LC/MS chromatograms under positive electrospray ionization mode (full scan), obtained after 5-min oxidation of CBZ in: a Fenton system, b PMS/Co system. Conditions: [CBZ]₀ = 50 μM, [PMS]₀ = 150 μM, [Co^II]₀ = 150 μM, initial pH 3

Table 2 Molecular weight of carbamazepine by-products, molecular ions detected in ESI(+) MS, and fragmentation ions detected in MS²

Conclusion

The oxidation system consisting of PMS/Co^II to generate sulfate radicals has been demonstrated to be a more effective oxidant reagent to degrade CBZ both in laboratory grade water and wastewater, in acidic conditions, compared to the Fenton’s reagent system generating hydroxyl radical. The second-order rate constant of SO₄ ^·− with CBZ has been determined (1.92·10⁹ M⁻¹ s⁻¹) on the basis of competitive kinetic in the presence of benzene.

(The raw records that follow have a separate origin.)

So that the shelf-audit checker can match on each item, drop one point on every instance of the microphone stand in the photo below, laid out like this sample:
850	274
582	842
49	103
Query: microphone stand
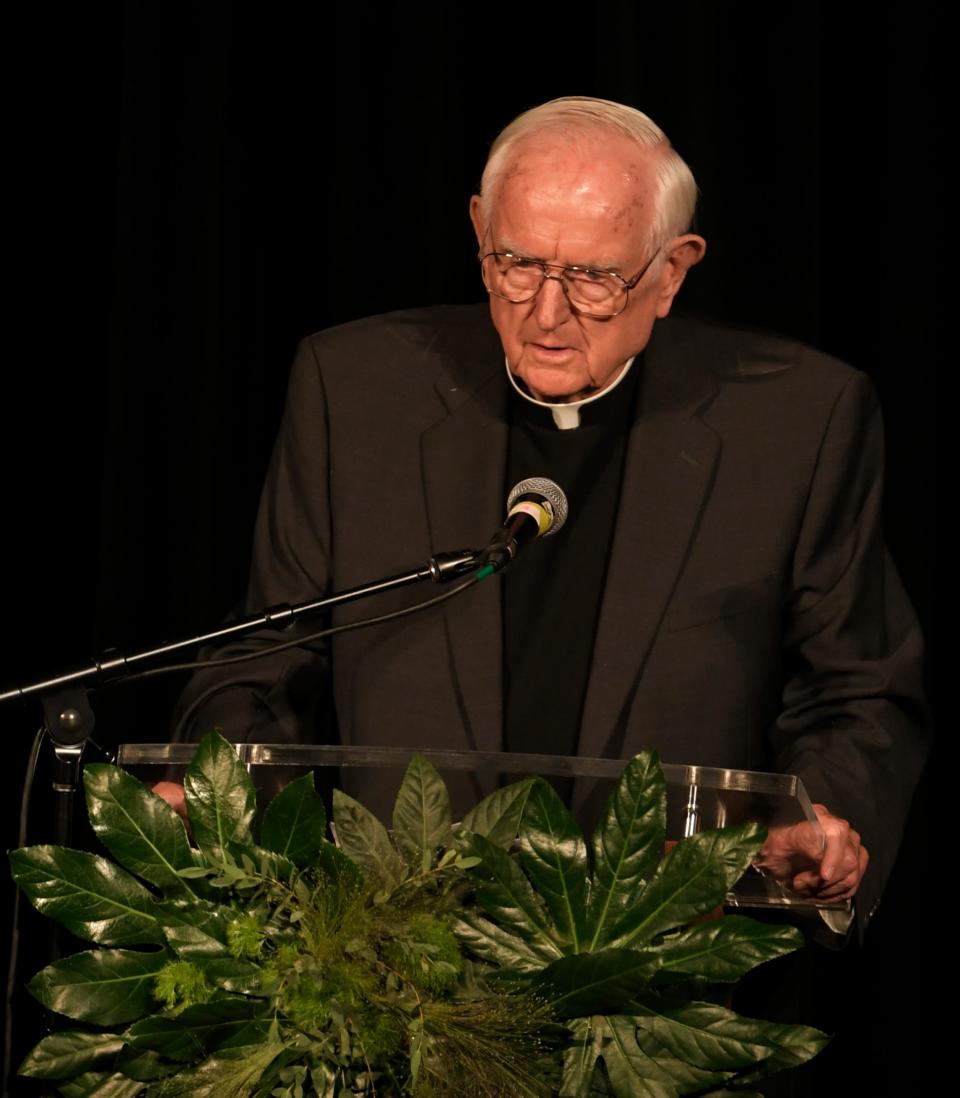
68	719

The wastewater matrix seemed to play an important role on the inhibition of both oxidation PMS/Co^II and H₂O₂/Fe^II systems. It has been demonstrated that chloride ions were involved in the inhibition effect, and it is also suggested that organic matter could have the preponderant effect on the oxidation kinetic decrease. Concerning the different apparent degradation kinetics of CBZ induced by either the PMS/Co^II or the H₂O₂/Fe^II oxidation system in laboratory grade water, it was suggested that metal complex exchange kinetics may be responsible of the better lability of Cobalt in solution than Iron, inducing a better initial production of SO₄ ^·−. The identification of the same intermediates in the two different oxidation systems support that the reactivity of SO₄ ^·− and HO^· could be similar and that the efficiency of a system would only depend on initial concentration of free reactive radicals.